The complainant, as a former employee of the respondent, considered his right to confidentiality violated because the respondent processed his biometric data using a palm vein scanner and recorded him with video surveillance cameras.
The respondent operates a restaurant in Vienna. She uses a palm vein scanner there, which uses infrared light to measure the palm vein pattern of the hand held in front of the scanner. The handheld vein scanner is used to allow the respondent’s employees to view their employment contract documents and to check and sign off on their monthly work time records.
Furthermore, the respondent operates 29 video surveillance cameras at this location. Two of them also take up areas of the kitchen, where the complainant worked mainly as a cook.

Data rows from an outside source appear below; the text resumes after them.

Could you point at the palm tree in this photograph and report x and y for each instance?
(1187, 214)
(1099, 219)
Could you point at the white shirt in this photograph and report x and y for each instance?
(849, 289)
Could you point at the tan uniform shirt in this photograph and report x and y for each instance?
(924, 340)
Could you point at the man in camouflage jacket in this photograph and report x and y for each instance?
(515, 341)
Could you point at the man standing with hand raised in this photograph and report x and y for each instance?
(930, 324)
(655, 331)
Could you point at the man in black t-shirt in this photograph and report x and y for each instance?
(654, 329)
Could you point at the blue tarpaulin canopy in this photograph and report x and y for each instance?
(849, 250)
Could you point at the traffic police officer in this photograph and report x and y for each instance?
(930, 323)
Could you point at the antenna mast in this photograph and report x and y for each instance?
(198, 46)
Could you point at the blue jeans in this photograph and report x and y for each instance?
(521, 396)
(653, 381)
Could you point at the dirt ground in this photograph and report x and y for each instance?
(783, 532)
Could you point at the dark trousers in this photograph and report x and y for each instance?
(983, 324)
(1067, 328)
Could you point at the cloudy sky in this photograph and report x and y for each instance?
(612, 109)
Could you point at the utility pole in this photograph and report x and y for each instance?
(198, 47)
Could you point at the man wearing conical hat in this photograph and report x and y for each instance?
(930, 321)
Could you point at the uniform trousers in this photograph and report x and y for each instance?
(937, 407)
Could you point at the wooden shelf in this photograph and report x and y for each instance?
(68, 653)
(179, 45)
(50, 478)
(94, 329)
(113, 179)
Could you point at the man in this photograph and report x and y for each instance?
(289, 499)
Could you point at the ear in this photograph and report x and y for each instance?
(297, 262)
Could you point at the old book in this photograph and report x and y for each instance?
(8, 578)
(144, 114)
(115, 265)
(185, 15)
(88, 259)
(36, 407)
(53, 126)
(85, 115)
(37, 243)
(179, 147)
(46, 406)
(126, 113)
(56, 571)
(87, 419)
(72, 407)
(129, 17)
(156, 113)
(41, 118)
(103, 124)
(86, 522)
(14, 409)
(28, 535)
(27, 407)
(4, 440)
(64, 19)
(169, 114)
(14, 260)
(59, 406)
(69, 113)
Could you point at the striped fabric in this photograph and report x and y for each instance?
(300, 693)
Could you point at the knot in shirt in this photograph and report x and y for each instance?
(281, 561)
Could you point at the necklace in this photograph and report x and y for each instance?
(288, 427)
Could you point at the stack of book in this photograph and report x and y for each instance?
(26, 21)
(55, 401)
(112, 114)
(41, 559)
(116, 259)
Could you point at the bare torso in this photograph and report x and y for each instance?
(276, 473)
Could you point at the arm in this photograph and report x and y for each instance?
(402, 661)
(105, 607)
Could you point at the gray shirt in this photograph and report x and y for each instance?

The data protection authority partially upheld the complaint, finding that the respondent had violated the complainant’s right to confidentiality by unlawfully processing his biometric personal data and recording him with two cameras in the kitchen.
The respondent based the processing of biometric data, which qualifies as special category data within the meaning of Art. 9 GDPR, on the exceptional circumstances of the Art. 9 par. 2 lit. a GDPR (Consent).
However, the data protection authority held that the consent obtained was not granted in compliance with the law.
Thus, it was already stated in the employment contract that the complainant had given his “express consent to the introduction and use of a system based on biometric palm scanning for the provision of signatures for company documents in the company” for the entire period of the existing employment relationship.
The data protection authority came to the conclusion that the consent subsequently given at the hand-held vein scanner terminal could not have been given voluntarily by the complainant and that the associated data processing was unlawful.
The complaint was also upheld with regard to two video surveillance cameras installed in the kitchen, since in the opinion of the data protection authority the complainant’s interests in secrecy outweighed the respondent’s interests in clarifying and preventing any thefts and burglaries and damage during delivery/disposal.
In doing so, the data protection authority emphasized that image processing in the context of employment is a particularly intensive interference with private rights. It was not apparent why, in order to protect the stated objectives, the kitchen work areas where the complainant was mainly present to perform his work had to be covered by video cameras.
It would be possible, for example, to install cameras in individual rooms containing valuable goods and to direct them towards escape and disposal routes in order to achieve the purposes stated by the respondent.
The respondent was prohibited from operating the two video surveillance cameras and was also ordered to appropriately label its video surveillance system in accordance with Article 13 of the GDPR.